A blog devoted to sharing timely horticulture topics and answering the questions of gardeners and homeowners.

Seed Starting Care

It's finally that time of year! The time to start getting seeds started indoors for transplanting into the garden this spring! I relish the anticipation of waiting for those precious seeds to germinate and the excitement when I'm finally able to plant those transplants outdoors. I'm planning to go through my seeds this weekend and make my schedule for seeding.

I've come up with a few care guidelines below that can help you be successful in your seed starting this year:


  • After seeding, be sure to keep the soil evenly moist, but not sopping wet.

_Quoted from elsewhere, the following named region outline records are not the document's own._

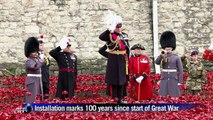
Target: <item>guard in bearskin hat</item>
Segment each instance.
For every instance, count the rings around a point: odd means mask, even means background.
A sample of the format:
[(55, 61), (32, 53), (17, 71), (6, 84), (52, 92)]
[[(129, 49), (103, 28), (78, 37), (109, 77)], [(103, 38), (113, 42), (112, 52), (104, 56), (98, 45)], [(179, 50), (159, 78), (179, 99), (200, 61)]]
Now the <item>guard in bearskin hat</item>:
[(206, 83), (206, 70), (201, 60), (198, 59), (198, 51), (191, 52), (186, 67), (189, 75), (186, 80), (188, 92), (194, 95), (198, 94)]
[(134, 55), (129, 58), (130, 97), (137, 101), (150, 100), (152, 84), (149, 58), (142, 54), (142, 50), (145, 48), (141, 44), (135, 44), (131, 50), (134, 51)]
[(171, 31), (162, 33), (160, 44), (163, 51), (155, 60), (162, 67), (159, 95), (179, 97), (183, 66), (180, 57), (172, 53), (176, 48), (175, 34)]
[(64, 37), (59, 46), (49, 52), (59, 68), (56, 97), (60, 99), (74, 96), (77, 78), (77, 56), (71, 52), (71, 39)]
[(122, 32), (122, 18), (112, 12), (106, 16), (107, 30), (99, 39), (106, 42), (108, 61), (105, 82), (112, 86), (112, 97), (122, 103), (128, 75), (128, 35)]
[(25, 95), (25, 103), (36, 102), (36, 96), (41, 94), (43, 98), (42, 80), (41, 80), (41, 67), (44, 61), (39, 58), (39, 42), (35, 37), (30, 37), (25, 42), (25, 56), (27, 57), (25, 66), (27, 79), (25, 81), (25, 87), (27, 92)]
[(50, 66), (50, 60), (47, 53), (44, 51), (44, 36), (40, 35), (38, 42), (39, 42), (39, 58), (44, 60), (44, 64), (41, 67), (41, 74), (42, 74), (42, 84), (43, 84), (43, 94), (44, 99), (47, 99), (49, 97), (49, 84), (50, 84), (50, 74), (49, 74), (49, 66)]

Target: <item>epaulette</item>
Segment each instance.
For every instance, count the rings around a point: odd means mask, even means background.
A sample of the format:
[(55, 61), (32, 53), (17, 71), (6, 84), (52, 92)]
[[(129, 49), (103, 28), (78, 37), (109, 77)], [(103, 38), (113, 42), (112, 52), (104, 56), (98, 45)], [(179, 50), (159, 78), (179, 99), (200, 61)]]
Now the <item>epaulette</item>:
[(127, 30), (123, 30), (123, 31), (122, 31), (122, 33), (123, 33), (123, 34), (127, 34), (127, 35), (128, 35)]

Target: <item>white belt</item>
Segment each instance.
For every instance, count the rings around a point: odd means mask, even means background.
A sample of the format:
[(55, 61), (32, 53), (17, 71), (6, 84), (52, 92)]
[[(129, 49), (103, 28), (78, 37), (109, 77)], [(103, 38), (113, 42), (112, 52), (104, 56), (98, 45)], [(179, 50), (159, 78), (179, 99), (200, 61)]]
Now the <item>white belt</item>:
[(41, 77), (41, 74), (27, 74), (28, 77)]
[(162, 69), (162, 72), (177, 72), (176, 69)]

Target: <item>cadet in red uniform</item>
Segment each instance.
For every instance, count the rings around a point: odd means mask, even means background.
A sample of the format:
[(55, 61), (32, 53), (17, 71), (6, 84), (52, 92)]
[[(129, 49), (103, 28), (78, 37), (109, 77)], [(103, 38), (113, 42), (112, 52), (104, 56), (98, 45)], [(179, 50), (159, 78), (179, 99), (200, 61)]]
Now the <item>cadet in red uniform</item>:
[(131, 50), (134, 50), (134, 55), (129, 58), (130, 97), (137, 101), (150, 100), (152, 98), (152, 84), (149, 76), (149, 58), (142, 54), (142, 50), (145, 48), (140, 44), (134, 45)]

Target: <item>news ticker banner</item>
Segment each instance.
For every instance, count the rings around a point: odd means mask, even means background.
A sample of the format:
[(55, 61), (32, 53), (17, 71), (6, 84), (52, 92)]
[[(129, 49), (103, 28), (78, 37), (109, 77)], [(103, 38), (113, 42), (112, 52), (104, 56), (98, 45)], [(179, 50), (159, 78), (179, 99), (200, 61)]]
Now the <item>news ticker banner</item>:
[(198, 104), (24, 104), (29, 112), (167, 112), (195, 108)]

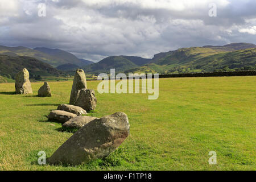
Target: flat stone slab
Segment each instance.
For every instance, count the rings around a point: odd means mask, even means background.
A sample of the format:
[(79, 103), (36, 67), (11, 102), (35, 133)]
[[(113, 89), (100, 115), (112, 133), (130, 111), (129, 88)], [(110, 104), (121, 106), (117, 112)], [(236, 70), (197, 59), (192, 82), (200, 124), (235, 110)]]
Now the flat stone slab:
[(90, 116), (78, 116), (70, 119), (64, 123), (63, 126), (73, 129), (80, 129), (95, 119), (98, 118)]
[(64, 123), (71, 118), (76, 117), (76, 114), (64, 111), (63, 110), (53, 110), (48, 115), (47, 118), (49, 120), (58, 121), (61, 123)]
[(95, 119), (71, 136), (48, 162), (49, 164), (76, 166), (102, 159), (115, 151), (129, 133), (128, 117), (123, 113)]
[(64, 110), (67, 112), (75, 114), (77, 115), (87, 114), (86, 111), (82, 107), (69, 104), (61, 104), (58, 106), (57, 110)]

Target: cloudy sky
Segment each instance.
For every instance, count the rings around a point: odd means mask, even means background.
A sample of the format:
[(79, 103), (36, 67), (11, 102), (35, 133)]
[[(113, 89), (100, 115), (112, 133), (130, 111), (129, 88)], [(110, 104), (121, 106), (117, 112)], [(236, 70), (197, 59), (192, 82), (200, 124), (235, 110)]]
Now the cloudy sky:
[(97, 61), (256, 44), (255, 9), (255, 0), (0, 0), (0, 45), (57, 48)]

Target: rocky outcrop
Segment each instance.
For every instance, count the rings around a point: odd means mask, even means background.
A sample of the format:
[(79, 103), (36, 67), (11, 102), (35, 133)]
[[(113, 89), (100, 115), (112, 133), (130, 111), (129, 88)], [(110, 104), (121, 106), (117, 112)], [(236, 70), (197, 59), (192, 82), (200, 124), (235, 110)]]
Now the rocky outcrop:
[(49, 120), (58, 121), (60, 123), (64, 123), (70, 119), (76, 117), (77, 117), (76, 114), (57, 110), (51, 111), (47, 118)]
[(126, 114), (118, 112), (96, 119), (79, 130), (49, 158), (53, 164), (77, 165), (103, 158), (114, 151), (129, 134)]
[(45, 82), (44, 85), (38, 90), (38, 96), (39, 97), (52, 97), (51, 88), (49, 84)]
[(61, 104), (58, 106), (57, 110), (64, 110), (75, 114), (77, 115), (87, 114), (86, 111), (84, 110), (82, 108), (69, 104)]
[(16, 75), (15, 92), (18, 94), (33, 93), (30, 81), (30, 73), (26, 68)]
[(80, 129), (92, 121), (98, 119), (98, 118), (90, 116), (79, 116), (68, 120), (62, 126), (65, 127), (72, 129)]
[(81, 89), (86, 88), (86, 78), (85, 77), (85, 74), (82, 69), (77, 69), (73, 81), (69, 104), (75, 105), (79, 96)]

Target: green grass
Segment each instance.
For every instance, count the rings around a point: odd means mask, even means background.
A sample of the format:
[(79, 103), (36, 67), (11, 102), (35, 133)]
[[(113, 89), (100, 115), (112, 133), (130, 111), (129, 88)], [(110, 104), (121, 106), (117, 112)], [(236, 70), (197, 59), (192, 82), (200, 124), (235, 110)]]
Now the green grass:
[[(68, 103), (72, 82), (50, 82), (52, 97), (14, 94), (14, 84), (0, 84), (0, 170), (255, 170), (256, 77), (159, 80), (159, 97), (96, 92), (101, 117), (121, 111), (130, 135), (104, 160), (76, 167), (40, 166), (72, 135), (45, 115)], [(97, 90), (98, 81), (88, 81)], [(209, 165), (208, 152), (217, 152)]]

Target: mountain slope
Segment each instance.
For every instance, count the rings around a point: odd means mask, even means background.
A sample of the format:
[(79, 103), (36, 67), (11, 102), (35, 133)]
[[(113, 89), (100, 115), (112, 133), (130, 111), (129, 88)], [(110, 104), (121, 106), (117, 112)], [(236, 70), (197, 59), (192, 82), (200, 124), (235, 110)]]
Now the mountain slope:
[(36, 47), (34, 48), (34, 50), (38, 51), (51, 56), (58, 59), (63, 60), (62, 62), (65, 62), (65, 64), (73, 64), (80, 66), (84, 66), (88, 64), (85, 63), (79, 59), (78, 59), (74, 55), (59, 49), (51, 49), (46, 47)]
[(33, 75), (58, 76), (63, 74), (49, 64), (34, 57), (0, 55), (0, 75), (14, 78), (16, 73), (23, 68), (28, 70), (31, 77)]
[(0, 54), (10, 56), (34, 57), (54, 67), (64, 64), (75, 64), (80, 67), (88, 64), (72, 53), (58, 49), (36, 48), (33, 49), (22, 46), (11, 47), (0, 46)]
[(81, 68), (79, 65), (74, 64), (64, 64), (60, 65), (56, 68), (59, 70), (67, 71), (75, 71), (77, 68)]
[(188, 49), (188, 51), (181, 49), (156, 63), (127, 70), (126, 72), (164, 73), (256, 69), (256, 48), (217, 53), (192, 53), (190, 51), (193, 49)]
[[(197, 53), (200, 53), (201, 51), (203, 52), (208, 52), (208, 53), (209, 54), (214, 54), (214, 51), (218, 52), (231, 52), (251, 48), (256, 48), (256, 45), (245, 43), (234, 43), (227, 45), (224, 45), (223, 46), (205, 46), (202, 47), (194, 47), (191, 48), (180, 48), (178, 49), (177, 50), (171, 51), (167, 52), (161, 52), (155, 55), (154, 56), (154, 57), (152, 58), (152, 60), (151, 62), (151, 63), (156, 63), (156, 62), (158, 61), (158, 60), (166, 58), (167, 56), (175, 54), (176, 53), (177, 53), (177, 52), (179, 51), (180, 52), (182, 51), (187, 51), (189, 49), (192, 51), (192, 49), (195, 49), (196, 48), (197, 48)], [(189, 53), (193, 53), (193, 51), (191, 51)]]
[(141, 66), (145, 64), (149, 63), (151, 61), (151, 59), (146, 59), (138, 56), (120, 56), (120, 57), (126, 59), (136, 65)]
[(89, 60), (87, 60), (84, 59), (79, 59), (79, 60), (80, 61), (82, 61), (83, 62), (83, 63), (84, 64), (84, 65), (90, 65), (90, 64), (95, 63), (94, 62), (93, 62), (93, 61), (91, 61)]
[(126, 69), (138, 67), (138, 65), (123, 56), (110, 56), (96, 63), (85, 67), (83, 69), (87, 72), (109, 73), (110, 69), (121, 72)]

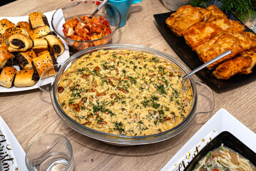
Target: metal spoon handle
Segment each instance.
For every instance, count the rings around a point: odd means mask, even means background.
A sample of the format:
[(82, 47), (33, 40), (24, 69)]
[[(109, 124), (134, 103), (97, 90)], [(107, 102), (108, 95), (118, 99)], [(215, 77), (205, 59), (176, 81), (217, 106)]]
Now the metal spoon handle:
[(203, 65), (198, 67), (197, 68), (194, 69), (193, 71), (192, 71), (190, 73), (188, 73), (186, 76), (185, 76), (183, 78), (183, 80), (184, 80), (185, 78), (186, 78), (187, 77), (191, 76), (192, 74), (198, 72), (198, 71), (200, 71), (201, 69), (205, 68), (207, 66), (217, 61), (217, 60), (223, 58), (224, 56), (230, 54), (231, 53), (231, 51), (230, 50), (228, 50), (225, 52), (224, 52), (223, 53), (221, 53), (220, 55), (217, 56), (217, 57), (214, 58), (213, 59), (208, 61), (207, 63), (204, 63)]
[(108, 1), (108, 0), (104, 0), (101, 3), (101, 4), (97, 8), (97, 9), (93, 13), (93, 14), (91, 14), (90, 18), (93, 18), (98, 13), (98, 11), (100, 11), (100, 9), (102, 8), (102, 6), (103, 6), (105, 5), (105, 4), (107, 3), (107, 1)]

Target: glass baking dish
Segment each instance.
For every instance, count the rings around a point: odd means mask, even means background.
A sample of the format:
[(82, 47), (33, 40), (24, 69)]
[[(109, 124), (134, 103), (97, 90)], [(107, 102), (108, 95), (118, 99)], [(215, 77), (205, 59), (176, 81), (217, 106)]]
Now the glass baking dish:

The best way to test soil moisture is to stick your finger into the soil and see how moist it is. If the soil is dry, go ahead and water. If the soil is still moist, wait until it is dry to water again.
  • Always be sure that the container has drainage and the seeds aren't sitting in a pool of water at the bottom of the container.
  • Be careful to water gently from overhead to not damage any seedlings or blast the seeds from their cells.

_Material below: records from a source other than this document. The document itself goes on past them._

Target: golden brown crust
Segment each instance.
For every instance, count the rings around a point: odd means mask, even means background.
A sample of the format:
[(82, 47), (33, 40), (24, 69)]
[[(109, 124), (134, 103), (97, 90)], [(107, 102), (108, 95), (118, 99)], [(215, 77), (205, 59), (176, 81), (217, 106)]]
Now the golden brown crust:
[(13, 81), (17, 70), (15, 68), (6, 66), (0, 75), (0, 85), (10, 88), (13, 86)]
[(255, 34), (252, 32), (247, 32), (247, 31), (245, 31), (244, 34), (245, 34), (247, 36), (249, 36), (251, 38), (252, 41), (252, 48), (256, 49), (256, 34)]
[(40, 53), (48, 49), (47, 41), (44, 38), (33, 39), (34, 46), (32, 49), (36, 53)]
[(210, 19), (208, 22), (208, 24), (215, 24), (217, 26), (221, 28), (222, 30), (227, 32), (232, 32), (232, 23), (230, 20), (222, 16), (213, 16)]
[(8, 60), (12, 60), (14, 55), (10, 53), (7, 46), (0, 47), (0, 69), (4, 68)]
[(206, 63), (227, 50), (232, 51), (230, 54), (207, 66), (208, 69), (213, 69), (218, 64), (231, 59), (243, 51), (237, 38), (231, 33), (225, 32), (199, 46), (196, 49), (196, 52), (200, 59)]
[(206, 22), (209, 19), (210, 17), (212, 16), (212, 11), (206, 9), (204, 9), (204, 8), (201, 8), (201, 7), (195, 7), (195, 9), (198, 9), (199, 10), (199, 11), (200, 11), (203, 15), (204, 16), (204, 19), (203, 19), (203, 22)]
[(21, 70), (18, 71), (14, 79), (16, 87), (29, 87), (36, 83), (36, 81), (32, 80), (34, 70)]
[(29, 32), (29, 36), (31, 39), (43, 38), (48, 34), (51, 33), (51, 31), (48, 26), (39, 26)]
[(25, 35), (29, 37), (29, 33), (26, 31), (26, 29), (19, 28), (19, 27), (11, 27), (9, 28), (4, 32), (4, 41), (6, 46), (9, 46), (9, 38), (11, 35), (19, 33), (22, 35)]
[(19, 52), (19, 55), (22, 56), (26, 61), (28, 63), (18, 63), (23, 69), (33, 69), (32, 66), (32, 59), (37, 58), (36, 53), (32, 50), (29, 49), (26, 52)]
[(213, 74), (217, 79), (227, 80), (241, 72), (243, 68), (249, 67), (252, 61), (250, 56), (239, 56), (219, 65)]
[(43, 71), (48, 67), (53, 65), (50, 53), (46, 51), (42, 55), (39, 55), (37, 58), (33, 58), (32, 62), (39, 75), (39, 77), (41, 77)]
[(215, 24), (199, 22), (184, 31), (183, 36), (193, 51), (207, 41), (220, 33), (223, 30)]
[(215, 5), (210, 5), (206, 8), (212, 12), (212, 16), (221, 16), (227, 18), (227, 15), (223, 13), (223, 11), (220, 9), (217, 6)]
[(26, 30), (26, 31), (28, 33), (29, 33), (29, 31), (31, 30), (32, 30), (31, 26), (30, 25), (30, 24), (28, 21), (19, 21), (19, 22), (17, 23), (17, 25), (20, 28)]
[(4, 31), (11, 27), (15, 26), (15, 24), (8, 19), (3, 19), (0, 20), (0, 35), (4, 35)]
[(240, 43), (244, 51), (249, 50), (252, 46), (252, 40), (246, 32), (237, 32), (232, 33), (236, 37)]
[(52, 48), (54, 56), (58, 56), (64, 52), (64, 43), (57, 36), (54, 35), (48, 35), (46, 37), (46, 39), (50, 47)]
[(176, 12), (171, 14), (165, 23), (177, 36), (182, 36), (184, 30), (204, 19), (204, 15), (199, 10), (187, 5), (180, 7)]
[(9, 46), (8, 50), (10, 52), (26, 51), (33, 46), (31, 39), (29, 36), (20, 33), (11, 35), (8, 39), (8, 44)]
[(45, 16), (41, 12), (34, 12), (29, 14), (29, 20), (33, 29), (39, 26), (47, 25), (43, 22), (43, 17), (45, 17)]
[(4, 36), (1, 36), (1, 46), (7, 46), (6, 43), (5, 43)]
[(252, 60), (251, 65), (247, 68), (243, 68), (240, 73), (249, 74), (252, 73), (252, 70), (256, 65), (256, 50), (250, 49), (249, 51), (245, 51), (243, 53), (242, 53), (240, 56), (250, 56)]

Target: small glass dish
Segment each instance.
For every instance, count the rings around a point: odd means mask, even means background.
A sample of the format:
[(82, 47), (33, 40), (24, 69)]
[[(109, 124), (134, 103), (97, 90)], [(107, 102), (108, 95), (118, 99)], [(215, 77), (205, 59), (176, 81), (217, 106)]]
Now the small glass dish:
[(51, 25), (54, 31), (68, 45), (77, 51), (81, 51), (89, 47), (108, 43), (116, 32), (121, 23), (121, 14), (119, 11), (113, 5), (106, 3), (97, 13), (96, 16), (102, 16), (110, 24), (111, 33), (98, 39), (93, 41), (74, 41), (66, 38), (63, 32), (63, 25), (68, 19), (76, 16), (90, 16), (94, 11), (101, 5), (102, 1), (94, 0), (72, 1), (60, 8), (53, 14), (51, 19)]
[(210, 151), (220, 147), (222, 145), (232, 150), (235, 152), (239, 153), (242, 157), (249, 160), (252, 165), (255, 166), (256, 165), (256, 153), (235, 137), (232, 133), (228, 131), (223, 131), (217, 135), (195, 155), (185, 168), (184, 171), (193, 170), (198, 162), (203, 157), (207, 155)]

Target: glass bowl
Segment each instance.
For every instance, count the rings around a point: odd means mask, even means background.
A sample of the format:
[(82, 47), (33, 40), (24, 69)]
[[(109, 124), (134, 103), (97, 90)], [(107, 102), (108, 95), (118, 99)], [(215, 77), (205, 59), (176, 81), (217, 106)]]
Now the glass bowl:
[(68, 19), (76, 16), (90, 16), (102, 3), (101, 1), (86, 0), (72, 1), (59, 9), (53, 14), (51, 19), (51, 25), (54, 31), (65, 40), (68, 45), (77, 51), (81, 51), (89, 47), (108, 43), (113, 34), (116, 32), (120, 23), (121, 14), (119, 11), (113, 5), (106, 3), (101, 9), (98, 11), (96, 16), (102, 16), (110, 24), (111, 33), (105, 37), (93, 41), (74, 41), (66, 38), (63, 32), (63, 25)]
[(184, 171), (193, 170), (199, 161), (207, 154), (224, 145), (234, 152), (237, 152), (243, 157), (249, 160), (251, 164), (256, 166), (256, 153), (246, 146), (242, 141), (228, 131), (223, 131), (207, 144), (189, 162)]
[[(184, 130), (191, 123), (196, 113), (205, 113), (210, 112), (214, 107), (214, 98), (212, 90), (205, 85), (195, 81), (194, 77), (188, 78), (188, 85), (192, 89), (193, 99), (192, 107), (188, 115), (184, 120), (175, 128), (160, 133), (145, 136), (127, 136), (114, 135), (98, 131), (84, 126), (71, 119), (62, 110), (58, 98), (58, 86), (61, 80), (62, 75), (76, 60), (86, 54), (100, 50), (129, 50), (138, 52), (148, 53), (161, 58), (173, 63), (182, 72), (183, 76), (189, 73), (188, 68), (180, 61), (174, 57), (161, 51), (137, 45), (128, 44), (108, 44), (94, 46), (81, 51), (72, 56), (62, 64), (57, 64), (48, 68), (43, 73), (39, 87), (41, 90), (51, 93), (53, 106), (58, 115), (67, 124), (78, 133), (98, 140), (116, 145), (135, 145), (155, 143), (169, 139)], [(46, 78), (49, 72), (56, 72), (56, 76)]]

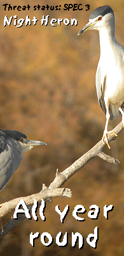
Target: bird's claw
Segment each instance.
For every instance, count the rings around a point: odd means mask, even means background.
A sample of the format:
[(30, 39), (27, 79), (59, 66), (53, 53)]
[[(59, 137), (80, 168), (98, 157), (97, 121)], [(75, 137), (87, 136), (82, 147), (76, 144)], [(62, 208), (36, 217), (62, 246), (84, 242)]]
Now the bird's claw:
[(109, 144), (109, 141), (108, 141), (108, 140), (107, 140), (107, 134), (109, 133), (111, 133), (111, 132), (113, 132), (114, 134), (115, 137), (118, 137), (118, 134), (114, 131), (112, 130), (112, 131), (109, 131), (109, 132), (105, 132), (105, 133), (104, 132), (104, 135), (103, 135), (103, 137), (102, 138), (102, 141), (103, 145), (105, 145), (106, 143), (109, 149), (111, 148), (111, 147), (110, 147), (110, 145)]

  • Emerging seedlings need at least 6 hours of direct sunlight a day.
  • A southern or western facing window will provide the brightest light.
  • If those windows are not available, supplemental lighting may be added by using fluorescent bulbs or grow lights.
  • Lighting should be placed 6-8 inches above the plants for at least 14-16 hours a day.


  • The early season, spring, cool crops should ideally be grown at 60-70 degrees F during the day and 50 degrees at night.
  • The summer or warm season crops should ideally be grown at 70-75 degrees F during the day and 60 degrees at night.

Common Problems

Seedlings did not germinate well

  • This could be due to a variety of factors, including bad seed, disease problems, or improper watering, temperatures, or lighting.
Seedlings are long and leggy and stretched out.
  • The seedlings likely need more light. Move to a brighter location.
Damping off disease
  • This disease will show up as dead seedlings in areas scattered around the flat. The seedlings will rot at the base and fall over dead.
  • The best prevention of this is to make sure the seedlings are not overwatered.